Dividen Bank Mandiri Catat Rekor: Rp44,47 Triliun, Yield 10,77% Tarik Investor

Dividen Bank Mandiri Catat Rekor: Rp44,47 Triliun, Yield 10,77% Tarik Investor
Dividen Bank Mandiri Catat Rekor: Rp44,47 Triliun, Yield 10,77% Tarik Investor

Keuangan.id – 01 Mei 2026 | Jakarta, 30 April 2026 – PT Bank Mandiri (Persero) Tbk (BMRI) resmi menyetujui pembagian dividen tunai sebesar Rp44,47 triliun pada Rapat Umum Pemegang Saham Tahunan (RUPST) yang dilaksanakan pada 29 April 2026. Keputusan ini menjadikan dividend yield bank terbesar di pasar modal Indonesia, yakni 10,77% dengan harga penutupan saham pada level Rp4.430 per lembar.

Rincian Pembagian Dividen

Total dividen setara 79% dari laba bersih konsolidasi tahun buku 2025 yang tercatat Rp56,3 triliun. Dari jumlah tersebut, dividen interim sebesar Rp9,3 triliun telah dibayarkan pada 14 Januari 2026, sementara sisanya akan dibagikan setelah RUPST selesai.

Komponen Nilai
Laba Bersih 2025 Rp56,3 triliun
Total Dividen Rp44,47 triliun
Dividen Interim Rp9,3 triliun
Dividen Final (per saham) Rp476,95
Yield 10,77 %

Dividend per share (DPS) tahun 2025 mencapai Rp476,95, naik dari Rp466,18 pada tahun sebelumnya, menandakan peningkatan profitabilitas dan efisiensi operasional.

Kinerja Keuangan yang Menguat

Bank Mandiri mencatat pertumbuhan kredit tahunan sebesar 13,4%, mencapai Rp1.895 triliun. Penyaluran kredit bank‑only tercatat Rp1.530 triliun, naik 17,4% YoY. Dana Pihak Ketiga (DPK) meningkat signifikan 23,9% YoY menjadi Rp2.106 triliun, memperkuat likuiditas bank.

Kualitas aset tetap terjaga dengan rasio Non‑Performing Loan (NPL) gross hanya 0,98%, menegaskan manajemen risiko yang solid.

Strategi Bisnis dan Rencana Buyback

Direktur Utama Riduan menegaskan bahwa pembagian dividen merupakan wujud komitmen BMRI dalam memberikan nilai optimal bagi negara dan seluruh pemegang saham, tanpa mengorbankan kapasitas pertumbuhan. Selain dividen, RUPST juga menyetujui program buyback saham senilai maksimal Rp1,17 triliun yang dapat dilaksanakan hingga 29 April 2027. Saham yang dibeli kembali akan disimpan sebagai treasury stock dan kemudian dialokasikan untuk program kepemilikan saham bagi karyawan, direksi, serta komisaris non‑independen.

Strategi jangka panjang bank fokus pada ekspansi kredit selektif, penguatan digital banking, dan peningkatan efisiensi operasional. Dukungan pemerintah sebagai pemegang saham mayoritas memperkuat stabilitas modal dan memperluas peran BMRI sebagai agen pembangunan nasional.

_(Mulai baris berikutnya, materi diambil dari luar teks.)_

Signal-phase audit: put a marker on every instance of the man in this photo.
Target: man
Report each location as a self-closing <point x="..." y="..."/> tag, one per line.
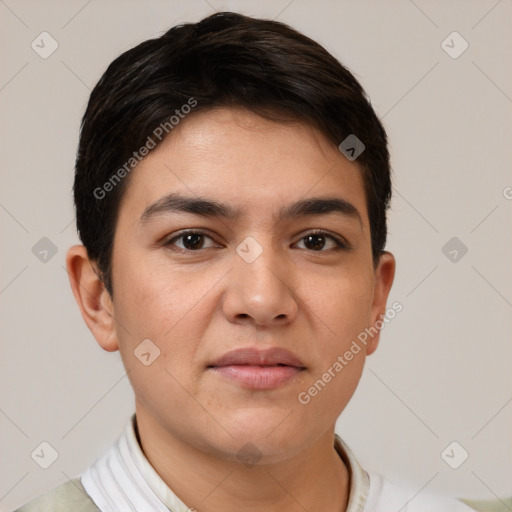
<point x="231" y="188"/>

Reaksi Pasar dan Prospek Kedepan

Pengumuman dividen besar ini memicu sentimen positif di pasar modal. Investor melihat dividend yield di atas 10% sebagai sinyal kuat bahwa fundamental BMRI tetap solid meskipun kondisi ekonomi global bergejolak. Analis memperkirakan bahwa kombinasi pertumbuhan laba, ekspansi kredit, serta kebijakan pengembalian nilai kepada pemegang saham akan menjaga posisi BMRI sebagai salah satu blue‑chip unggulan di sektor perbankan Indonesia.

Ke depan, Bank Mandiri menargetkan pertumbuhan kredit yang berkelanjutan, peningkatan DPK, serta digitalisasi layanan untuk memperluas inklusi keuangan. Dengan modal yang kuat, kualitas aset terjaga, dan dukungan kebijakan pemerintah, BMRI diperkirakan akan tetap kompetitif dalam menghadapi tantangan ekonomi regional maupun global.

Kesimpulannya, pembagian dividen rekord Rp44,47 triliun mencerminkan kinerja keuangan yang kuat, komitmen perusahaan terhadap pemegang saham, serta prospek pertumbuhan yang cerah. Investor dan pelaku pasar akan terus memantau perkembangan BMRI sebagai salah satu pilar utama sistem keuangan Indonesia.